Invalid fears are the ones most easily vanquished. My dear departed friend Pat Luebke always used to say that “monsters live in the dark.” She and I would talk about our shared fear of ending up penniless and unemployable, sleeping on the 3rd Avenue subway grate. In our minds, that fear of abject failure was real. But at the same time, it wasn’t valid. The truth was that both Pat and I would of gotten some kind of work long before we ended up destitute. Our fear was a monster living in the dark. And as soon as we named it out loud and fact-checked its validity, we diminished its power to keep us awake at night.

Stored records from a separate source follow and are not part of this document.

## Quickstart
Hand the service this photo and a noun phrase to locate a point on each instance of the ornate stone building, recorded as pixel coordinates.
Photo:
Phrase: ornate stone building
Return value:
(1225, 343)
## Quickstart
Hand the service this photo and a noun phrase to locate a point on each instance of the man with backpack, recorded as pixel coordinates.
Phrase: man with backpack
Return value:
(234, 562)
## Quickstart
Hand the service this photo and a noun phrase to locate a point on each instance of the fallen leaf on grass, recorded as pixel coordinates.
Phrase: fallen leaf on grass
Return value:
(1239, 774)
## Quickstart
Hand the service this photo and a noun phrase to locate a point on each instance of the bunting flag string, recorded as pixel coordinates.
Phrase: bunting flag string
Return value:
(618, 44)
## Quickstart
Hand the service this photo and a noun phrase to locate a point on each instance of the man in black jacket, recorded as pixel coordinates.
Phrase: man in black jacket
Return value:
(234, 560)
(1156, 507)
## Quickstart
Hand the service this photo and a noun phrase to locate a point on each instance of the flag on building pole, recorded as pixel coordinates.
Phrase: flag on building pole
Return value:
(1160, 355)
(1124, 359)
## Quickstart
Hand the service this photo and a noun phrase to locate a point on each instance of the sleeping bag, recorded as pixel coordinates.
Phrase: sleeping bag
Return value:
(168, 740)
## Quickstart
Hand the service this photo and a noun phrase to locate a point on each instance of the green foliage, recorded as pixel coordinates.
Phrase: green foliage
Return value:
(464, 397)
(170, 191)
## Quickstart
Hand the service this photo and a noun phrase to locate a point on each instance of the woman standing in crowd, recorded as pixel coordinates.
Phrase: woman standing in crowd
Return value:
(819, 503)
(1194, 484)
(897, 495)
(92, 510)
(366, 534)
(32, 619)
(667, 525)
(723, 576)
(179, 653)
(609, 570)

Next are the fears that are valid, but avoidable. More than once in my airplane, when I felt fear rising up, I realized it was about something that actually might happen. The weather might deteriorate. The engine might quit. In my professional life, I’ve also been afraid of being unable to find work or make ends meet. Those fears aren’t crazy. But there are still ways to combat them. First, ask yourself: “What’s the worst that happens here? Does anybody die?” If the answer is “no,” it puts whatever you’re afraid of into a more reasonable perspective. But regardless of the answer, the next step is to figure out a plan to keep that scary future from becoming real. In an airplane, that might mean setting non-negotiable limits for landing at the nearest airport if conditions deteriorate to “x.” In a work situation, it might be a specific plan for cold-calling or applying for new jobs, to ward off the fear of losing the one you have. But the key is naming the fear and devising a specific plan to avoid it.
The hardest fears to manage are those that are both valid and unavoidable. I’m very afraid of losing my parents, but I’m going to, very soon, now. Cancer patients are almost always terrified, and justifiably so. Those are the real, life-and-death fears where someone can die, and there’s no way around the darkness. In those cases, our only option is to find a way through that keeps our fears from swallowing us whole. How do we do that? With difficulty. But two things help. The first is choosing what to focus on. If you focus on the big, unavoidable scary, it can be paralyzing. So don’t. Focus instead on the next step in front of you, and what immediate steps you can take to affect the outcome or improve your quality of life. That alone transforms you from victim to protagonist, which is empowering. And second, work to build a support network to sustain you through the darkness. Monsters may live in the dark, but fear also grows stronger when we feel alone.
The last weapon we can use to manage our fears is one of faith. Human beings are remarkably strong, adaptable, and resilient creatures. So when we’re actually faced with the things we’re afraid of, we generally manage better than we fear we will. Keep faith in that strength. And keep faith in the sunrise, as well. Remember that no matter how dark and scary the night gets, the sun always eventually rises again … bringing with it light, renewal, and the hope of a new day.